Are we really only going to talk about one issue?
Please, that’s tedious, leaves you open to some well deserved ribbing, and it’s how Prohibition was passed (I think we’ve all learned from that mistake). Like most of us are wont to do in real life let us jump from subject to subject, share stories, describe our dreams and brilliant ideas that only an ample amount of drinking would allow us to divulge and share with another. That’s what this post is and, similarly to a regular conversation, feel free to change the subject and browse to another more beer-centric posting, whether through poking around or following one of several links sprinkled through the text (here’s an interesting tie-in with beer and the Dutch).
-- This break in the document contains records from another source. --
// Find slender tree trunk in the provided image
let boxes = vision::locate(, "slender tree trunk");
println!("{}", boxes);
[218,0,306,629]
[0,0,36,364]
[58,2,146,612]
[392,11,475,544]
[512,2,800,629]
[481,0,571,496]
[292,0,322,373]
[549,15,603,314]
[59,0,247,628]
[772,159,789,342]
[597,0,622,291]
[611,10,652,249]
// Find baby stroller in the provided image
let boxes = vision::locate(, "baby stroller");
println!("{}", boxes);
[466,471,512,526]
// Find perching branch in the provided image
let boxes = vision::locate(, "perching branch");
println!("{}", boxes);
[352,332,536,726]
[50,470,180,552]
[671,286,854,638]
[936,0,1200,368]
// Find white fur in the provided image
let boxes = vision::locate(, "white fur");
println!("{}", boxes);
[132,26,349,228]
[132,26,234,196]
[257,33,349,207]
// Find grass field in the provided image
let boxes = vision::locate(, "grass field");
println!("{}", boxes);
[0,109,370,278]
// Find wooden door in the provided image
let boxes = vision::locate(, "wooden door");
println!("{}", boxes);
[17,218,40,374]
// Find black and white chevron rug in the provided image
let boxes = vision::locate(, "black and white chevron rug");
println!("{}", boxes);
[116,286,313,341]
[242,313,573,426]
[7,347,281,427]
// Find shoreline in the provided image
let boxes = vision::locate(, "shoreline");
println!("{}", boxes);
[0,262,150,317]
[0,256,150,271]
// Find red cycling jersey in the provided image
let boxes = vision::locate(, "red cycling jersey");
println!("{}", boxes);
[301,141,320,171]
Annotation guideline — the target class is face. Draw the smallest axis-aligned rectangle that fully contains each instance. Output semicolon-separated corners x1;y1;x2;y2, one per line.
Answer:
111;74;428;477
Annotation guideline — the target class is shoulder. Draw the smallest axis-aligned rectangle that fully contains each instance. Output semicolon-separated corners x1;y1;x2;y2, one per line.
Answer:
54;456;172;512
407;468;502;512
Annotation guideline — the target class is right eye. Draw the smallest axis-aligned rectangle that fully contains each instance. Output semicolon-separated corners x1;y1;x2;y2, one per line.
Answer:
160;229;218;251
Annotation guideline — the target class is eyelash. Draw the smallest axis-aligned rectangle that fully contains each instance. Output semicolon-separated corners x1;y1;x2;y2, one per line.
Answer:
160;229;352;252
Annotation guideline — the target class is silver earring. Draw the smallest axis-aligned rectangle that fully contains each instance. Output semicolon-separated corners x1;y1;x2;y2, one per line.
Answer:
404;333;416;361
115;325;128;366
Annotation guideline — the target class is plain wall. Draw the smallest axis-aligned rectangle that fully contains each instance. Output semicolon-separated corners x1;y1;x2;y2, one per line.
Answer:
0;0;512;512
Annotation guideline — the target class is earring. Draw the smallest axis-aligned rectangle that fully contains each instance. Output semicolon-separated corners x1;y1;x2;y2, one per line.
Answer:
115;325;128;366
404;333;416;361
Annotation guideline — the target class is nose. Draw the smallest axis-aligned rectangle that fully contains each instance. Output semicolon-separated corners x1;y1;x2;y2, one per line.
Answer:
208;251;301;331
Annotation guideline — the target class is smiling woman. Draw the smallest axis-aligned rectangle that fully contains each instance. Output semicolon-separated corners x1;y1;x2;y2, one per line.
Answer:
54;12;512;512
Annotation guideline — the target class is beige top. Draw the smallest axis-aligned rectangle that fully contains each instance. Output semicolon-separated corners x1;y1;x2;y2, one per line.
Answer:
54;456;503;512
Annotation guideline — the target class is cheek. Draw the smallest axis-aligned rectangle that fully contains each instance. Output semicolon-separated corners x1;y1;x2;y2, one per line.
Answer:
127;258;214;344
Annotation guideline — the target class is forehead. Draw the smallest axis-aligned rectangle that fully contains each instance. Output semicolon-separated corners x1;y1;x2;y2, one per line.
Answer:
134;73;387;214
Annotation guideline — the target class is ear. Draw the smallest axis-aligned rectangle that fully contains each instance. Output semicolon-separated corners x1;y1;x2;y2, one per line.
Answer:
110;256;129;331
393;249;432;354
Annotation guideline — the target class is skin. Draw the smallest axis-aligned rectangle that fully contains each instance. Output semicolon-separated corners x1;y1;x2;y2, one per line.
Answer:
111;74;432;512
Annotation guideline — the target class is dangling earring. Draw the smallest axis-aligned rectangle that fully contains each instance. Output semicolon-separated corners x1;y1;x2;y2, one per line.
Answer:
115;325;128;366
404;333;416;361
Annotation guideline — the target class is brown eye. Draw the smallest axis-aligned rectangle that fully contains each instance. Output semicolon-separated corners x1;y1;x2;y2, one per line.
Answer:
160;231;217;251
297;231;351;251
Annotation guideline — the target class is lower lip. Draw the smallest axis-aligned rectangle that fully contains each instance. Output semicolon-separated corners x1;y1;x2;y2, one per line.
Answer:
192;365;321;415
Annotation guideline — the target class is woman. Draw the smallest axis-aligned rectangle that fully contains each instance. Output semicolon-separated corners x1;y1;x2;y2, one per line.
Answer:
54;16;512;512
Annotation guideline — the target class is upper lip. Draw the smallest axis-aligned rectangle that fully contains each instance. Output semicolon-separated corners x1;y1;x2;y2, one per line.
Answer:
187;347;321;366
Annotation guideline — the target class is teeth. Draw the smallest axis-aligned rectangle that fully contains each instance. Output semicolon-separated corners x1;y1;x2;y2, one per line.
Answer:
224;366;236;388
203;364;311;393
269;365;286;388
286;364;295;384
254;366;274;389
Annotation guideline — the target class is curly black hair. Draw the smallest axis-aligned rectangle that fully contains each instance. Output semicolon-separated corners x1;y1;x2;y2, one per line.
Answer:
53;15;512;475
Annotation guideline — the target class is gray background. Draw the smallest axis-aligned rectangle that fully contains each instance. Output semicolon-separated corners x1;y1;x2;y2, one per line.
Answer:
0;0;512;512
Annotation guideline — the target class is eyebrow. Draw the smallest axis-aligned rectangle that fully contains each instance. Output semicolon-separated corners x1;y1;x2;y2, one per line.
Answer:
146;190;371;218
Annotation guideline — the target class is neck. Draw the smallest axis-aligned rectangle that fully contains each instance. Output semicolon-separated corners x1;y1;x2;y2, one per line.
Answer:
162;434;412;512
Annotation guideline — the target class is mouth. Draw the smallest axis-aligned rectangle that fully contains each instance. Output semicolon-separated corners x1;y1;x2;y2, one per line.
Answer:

I don’t know about you but after a six pack (or six posts in this case) I usually deem myself witty, engaging, and a purveyor of interesting stories and amusing anecdotes. I become loquacious and expansive in my insightful commentary. It is also clear that those around me share this outlook, that they are more easily swayed by my charm which I normally, responsibly, and modestly keep at bay for fear of misusing its power. Dare I say that the barriers of language appear to melt away and those fortunate enough to be present in my company communicate as if by thought alone with words discarded nearly as soon as they’re spoken, disappearing leaving only the meaning behind.
But in recent months I’ve encountered an obstacle: actually living abroad. The mind meld I have grown accustomed to has been more difficult to come by. Forget for a moment that the Dutch all speak English (and without the unnecessary shithead attitude so finely cultivated by the French), which helps lighten the burden and ensures some exchange of earth shattering insights, one cannot help but feel bad that these people are not more fully exposed to my genius.
There is no off position on the genius switch. - David Letterman
It turns out that language remains a necessary bridge. I cannot bear the thought of withholding from these good people any longer. It is time I make a stronger effort at making myself understandable more completely and attempt to meet the adorably accented people of the Netherlands halfway.1 After all, the Dutch founded NYC, make damn good beer themselves, & having recently/temporarily/in-denial-about-the-whole-finality-of-the-prospect relocated to the land of various combinations of smoking and breakfast pastries I sorta, kinda, wanna, needta do this.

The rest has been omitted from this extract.